[summary: A provability predicate of a theory $~$T$~$ is a formula $~$P(x)$~$ with one free variable $~$x$~$ such that:

- If $~$T\vdash S$~$, then $~$T\vdash P(\ulcorner S \urcorner)$~$
- $~$T\vdash P(\ulcorner A\rightarrow B \urcorner)\rightarrow (P(\ulcorner A \urcorner)\rightarrow P(\ulcorner B \urcorner))$~$
- $~$T\vdash P(\ulcorner S \urcorner)\rightarrow P(\ulcorner P(\ulcorner S \urcorner) \urcorner)$~$ ]

A provability predicate is a formula $~$P$~$ of a theory satisfying the Hilbert-Bernais derivability conditions. If the diagonal theorem is applicable in the theory as well, then Löb's theorem and [ Gödel's second incompleteness theorem] are provable for $~$P$~$.

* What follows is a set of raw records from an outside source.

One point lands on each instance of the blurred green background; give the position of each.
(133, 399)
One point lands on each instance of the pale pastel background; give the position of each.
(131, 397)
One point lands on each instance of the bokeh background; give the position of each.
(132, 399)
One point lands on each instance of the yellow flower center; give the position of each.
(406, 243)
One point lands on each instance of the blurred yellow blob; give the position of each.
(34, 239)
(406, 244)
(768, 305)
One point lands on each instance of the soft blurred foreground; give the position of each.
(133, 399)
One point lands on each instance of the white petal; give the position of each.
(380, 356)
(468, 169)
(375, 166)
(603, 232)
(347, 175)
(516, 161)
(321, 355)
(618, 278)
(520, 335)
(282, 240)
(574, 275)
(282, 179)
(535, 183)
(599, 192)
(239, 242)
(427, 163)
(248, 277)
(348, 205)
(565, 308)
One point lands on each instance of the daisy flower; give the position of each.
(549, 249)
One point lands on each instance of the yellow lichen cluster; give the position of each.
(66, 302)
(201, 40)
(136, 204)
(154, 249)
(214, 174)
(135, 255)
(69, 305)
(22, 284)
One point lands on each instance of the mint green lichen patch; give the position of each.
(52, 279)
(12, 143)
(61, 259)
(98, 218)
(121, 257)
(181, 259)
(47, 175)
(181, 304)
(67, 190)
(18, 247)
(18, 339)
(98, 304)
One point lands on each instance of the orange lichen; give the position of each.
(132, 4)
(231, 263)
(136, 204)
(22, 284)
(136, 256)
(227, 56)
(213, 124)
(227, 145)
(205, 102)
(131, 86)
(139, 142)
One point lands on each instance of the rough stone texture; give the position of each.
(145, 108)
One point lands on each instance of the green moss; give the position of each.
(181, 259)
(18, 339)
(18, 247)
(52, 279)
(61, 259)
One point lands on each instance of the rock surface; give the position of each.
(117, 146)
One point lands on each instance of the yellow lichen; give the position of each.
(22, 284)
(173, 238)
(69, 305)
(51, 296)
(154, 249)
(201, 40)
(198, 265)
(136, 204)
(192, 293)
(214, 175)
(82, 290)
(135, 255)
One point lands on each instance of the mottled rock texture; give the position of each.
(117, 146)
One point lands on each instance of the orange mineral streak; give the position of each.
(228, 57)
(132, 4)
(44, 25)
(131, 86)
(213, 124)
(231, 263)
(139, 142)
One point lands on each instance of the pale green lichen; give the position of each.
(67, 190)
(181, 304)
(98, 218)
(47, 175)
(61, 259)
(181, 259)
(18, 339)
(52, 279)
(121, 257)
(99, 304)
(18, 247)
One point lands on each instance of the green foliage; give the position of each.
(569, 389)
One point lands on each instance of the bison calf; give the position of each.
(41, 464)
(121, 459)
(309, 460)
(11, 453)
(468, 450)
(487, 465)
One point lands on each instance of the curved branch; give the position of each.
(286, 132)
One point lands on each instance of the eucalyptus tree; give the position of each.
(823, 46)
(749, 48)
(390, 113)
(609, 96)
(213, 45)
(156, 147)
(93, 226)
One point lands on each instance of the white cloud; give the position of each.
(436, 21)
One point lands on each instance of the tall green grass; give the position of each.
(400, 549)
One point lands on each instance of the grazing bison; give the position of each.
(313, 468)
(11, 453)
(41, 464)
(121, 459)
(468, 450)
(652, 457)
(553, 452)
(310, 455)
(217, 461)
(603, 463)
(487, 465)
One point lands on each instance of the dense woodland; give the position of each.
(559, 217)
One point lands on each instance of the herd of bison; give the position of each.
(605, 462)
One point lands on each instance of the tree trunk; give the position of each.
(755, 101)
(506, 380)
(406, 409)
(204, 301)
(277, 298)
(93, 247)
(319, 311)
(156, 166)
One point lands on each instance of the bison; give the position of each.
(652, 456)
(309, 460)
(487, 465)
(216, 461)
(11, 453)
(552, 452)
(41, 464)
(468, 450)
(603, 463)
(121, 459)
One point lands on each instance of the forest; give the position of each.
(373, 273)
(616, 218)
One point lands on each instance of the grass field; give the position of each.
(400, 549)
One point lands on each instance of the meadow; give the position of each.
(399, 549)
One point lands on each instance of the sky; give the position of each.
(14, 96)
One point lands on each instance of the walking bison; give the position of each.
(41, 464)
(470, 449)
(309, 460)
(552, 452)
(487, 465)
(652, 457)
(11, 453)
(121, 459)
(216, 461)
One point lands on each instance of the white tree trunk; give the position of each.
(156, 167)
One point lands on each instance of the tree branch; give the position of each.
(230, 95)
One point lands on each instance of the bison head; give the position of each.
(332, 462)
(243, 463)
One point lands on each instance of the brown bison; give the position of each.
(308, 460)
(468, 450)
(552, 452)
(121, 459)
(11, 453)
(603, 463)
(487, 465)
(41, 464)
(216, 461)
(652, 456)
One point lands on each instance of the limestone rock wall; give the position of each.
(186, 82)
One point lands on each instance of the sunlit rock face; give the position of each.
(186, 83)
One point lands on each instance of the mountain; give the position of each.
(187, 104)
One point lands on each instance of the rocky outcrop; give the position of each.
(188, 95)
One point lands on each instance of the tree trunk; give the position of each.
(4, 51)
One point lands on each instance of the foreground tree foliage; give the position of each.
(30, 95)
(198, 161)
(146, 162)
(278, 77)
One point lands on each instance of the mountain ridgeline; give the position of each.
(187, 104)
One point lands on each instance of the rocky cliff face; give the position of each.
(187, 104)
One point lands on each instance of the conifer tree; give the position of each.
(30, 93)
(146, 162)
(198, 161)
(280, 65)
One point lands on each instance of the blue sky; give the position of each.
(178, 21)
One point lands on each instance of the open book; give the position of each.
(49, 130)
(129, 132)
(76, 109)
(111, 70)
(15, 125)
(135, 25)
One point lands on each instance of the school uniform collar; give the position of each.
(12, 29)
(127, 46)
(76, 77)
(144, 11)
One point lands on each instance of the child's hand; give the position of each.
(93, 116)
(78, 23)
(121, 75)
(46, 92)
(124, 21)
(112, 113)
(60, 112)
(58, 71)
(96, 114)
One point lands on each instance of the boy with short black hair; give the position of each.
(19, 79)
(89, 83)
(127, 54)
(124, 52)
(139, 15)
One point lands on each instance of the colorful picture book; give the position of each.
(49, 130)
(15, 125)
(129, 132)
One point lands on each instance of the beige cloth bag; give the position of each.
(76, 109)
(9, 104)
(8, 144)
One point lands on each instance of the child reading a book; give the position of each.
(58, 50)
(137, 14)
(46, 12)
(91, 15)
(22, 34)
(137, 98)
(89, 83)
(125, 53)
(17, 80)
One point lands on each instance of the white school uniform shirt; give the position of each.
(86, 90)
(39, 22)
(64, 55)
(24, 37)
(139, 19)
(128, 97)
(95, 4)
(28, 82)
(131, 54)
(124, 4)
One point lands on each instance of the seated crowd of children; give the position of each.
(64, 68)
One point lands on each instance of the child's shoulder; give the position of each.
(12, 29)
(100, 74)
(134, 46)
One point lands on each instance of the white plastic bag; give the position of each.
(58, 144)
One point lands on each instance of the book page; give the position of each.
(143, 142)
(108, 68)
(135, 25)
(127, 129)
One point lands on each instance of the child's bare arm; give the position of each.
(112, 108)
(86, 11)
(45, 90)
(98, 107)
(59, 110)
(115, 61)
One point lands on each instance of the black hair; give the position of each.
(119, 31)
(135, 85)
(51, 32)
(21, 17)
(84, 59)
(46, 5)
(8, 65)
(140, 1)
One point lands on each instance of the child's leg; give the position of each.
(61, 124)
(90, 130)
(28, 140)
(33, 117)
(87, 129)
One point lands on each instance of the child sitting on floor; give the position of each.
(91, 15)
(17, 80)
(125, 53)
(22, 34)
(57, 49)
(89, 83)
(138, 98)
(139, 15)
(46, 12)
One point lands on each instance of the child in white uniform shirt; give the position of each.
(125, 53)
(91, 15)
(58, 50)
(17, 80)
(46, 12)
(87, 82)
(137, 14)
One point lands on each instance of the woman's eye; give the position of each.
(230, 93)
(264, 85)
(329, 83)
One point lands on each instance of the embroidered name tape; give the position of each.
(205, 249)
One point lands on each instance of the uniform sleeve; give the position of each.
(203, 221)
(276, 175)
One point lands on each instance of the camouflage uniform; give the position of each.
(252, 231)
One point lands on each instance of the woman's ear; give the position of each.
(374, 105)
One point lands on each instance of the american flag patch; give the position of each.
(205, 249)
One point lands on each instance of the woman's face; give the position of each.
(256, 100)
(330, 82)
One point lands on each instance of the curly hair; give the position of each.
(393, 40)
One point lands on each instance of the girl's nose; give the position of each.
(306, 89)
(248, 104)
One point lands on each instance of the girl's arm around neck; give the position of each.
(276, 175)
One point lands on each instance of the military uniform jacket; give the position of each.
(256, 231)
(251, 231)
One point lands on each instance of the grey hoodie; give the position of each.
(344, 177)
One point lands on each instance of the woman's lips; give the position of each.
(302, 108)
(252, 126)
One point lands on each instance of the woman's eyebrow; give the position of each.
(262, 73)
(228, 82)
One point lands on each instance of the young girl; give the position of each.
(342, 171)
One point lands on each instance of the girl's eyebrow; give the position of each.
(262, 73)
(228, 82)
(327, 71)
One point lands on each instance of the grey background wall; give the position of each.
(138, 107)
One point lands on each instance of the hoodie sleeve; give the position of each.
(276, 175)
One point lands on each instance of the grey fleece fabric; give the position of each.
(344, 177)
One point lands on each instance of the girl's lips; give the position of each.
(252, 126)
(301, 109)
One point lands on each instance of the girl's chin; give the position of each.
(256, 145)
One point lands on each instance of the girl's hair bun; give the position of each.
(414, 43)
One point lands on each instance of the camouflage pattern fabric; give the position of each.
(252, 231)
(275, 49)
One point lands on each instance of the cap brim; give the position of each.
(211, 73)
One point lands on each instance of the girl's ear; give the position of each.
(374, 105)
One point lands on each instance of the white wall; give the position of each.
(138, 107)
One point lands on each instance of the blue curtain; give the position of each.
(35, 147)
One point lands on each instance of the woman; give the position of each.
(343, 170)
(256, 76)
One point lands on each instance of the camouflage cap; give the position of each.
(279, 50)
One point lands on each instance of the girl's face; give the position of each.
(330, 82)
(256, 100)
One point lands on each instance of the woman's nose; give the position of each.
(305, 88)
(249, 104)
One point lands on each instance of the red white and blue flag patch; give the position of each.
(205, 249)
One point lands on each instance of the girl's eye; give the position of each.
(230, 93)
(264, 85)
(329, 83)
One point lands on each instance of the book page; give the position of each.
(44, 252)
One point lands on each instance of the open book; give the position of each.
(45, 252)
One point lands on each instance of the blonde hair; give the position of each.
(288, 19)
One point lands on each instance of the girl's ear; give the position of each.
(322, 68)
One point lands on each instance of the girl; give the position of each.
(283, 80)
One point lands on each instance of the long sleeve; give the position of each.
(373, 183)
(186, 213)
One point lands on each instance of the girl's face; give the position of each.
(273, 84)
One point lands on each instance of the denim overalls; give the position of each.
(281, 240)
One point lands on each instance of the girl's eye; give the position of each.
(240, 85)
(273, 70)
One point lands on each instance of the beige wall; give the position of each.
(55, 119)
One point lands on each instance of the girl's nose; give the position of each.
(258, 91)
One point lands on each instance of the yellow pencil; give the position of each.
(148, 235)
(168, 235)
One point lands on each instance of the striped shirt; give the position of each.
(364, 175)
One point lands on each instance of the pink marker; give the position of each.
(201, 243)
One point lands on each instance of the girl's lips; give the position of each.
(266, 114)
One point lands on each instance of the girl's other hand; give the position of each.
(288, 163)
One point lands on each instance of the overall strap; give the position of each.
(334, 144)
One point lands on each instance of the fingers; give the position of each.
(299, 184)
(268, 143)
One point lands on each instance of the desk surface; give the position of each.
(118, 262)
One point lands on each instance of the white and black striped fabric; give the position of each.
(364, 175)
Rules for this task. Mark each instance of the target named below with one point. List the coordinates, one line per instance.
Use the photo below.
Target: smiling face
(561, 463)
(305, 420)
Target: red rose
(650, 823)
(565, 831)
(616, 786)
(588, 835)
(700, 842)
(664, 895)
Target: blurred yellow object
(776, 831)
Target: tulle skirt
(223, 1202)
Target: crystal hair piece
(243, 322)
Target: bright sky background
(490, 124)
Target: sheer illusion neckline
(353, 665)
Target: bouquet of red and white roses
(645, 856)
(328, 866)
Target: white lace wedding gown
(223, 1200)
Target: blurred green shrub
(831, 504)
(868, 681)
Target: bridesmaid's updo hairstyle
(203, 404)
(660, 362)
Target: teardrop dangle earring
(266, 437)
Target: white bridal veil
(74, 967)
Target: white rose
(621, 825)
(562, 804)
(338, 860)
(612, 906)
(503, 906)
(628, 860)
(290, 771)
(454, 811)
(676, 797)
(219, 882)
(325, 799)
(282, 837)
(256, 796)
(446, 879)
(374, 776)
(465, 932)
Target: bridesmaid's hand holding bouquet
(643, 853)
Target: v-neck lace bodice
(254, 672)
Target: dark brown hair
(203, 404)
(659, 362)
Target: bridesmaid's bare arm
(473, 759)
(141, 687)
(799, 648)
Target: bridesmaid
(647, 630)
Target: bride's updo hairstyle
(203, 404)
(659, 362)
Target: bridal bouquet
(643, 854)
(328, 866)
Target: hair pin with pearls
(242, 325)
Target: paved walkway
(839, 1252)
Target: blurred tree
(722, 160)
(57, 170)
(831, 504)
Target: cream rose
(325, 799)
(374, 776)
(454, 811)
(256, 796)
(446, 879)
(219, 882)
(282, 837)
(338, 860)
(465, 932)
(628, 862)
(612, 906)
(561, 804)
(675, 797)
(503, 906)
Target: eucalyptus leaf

The Hilbert-Bernais derivability conditions are as follows:

- (
**Necessitation**) If $~$T\vdash S$~$, then $~$T\vdash P(\ulcorner S \urcorner)$~$ - (
**Provability of modus ponens / distributive axioms**) $~$T\vdash P(\ulcorner A\rightarrow B \urcorner)\rightarrow (P(\ulcorner A \urcorner)\rightarrow P(\ulcorner B \urcorner))$~$ - (
**Provability of renecessitation**) $~$T\vdash P(\ulcorner S \urcorner)\rightarrow P(\ulcorner P(\ulcorner S \urcorner) \urcorner)$~$

The derivability conditions are tighlty related to the axioms and rules of inference of Modal logic. In fact, the normal systems of provability are defined as those that have necessitation as a rule and the distributive axioms. %%note:They also have to be closed under substitution%% On the other hand, D3 is the axiom that defines the system [ K4], and it is also satisfied by [GL].

## Examples

The **verum** formula $~$x=x$~$ trivially satisfies the derivability conditions.

The Standard provability predicate of arithmetic is a provability predicate.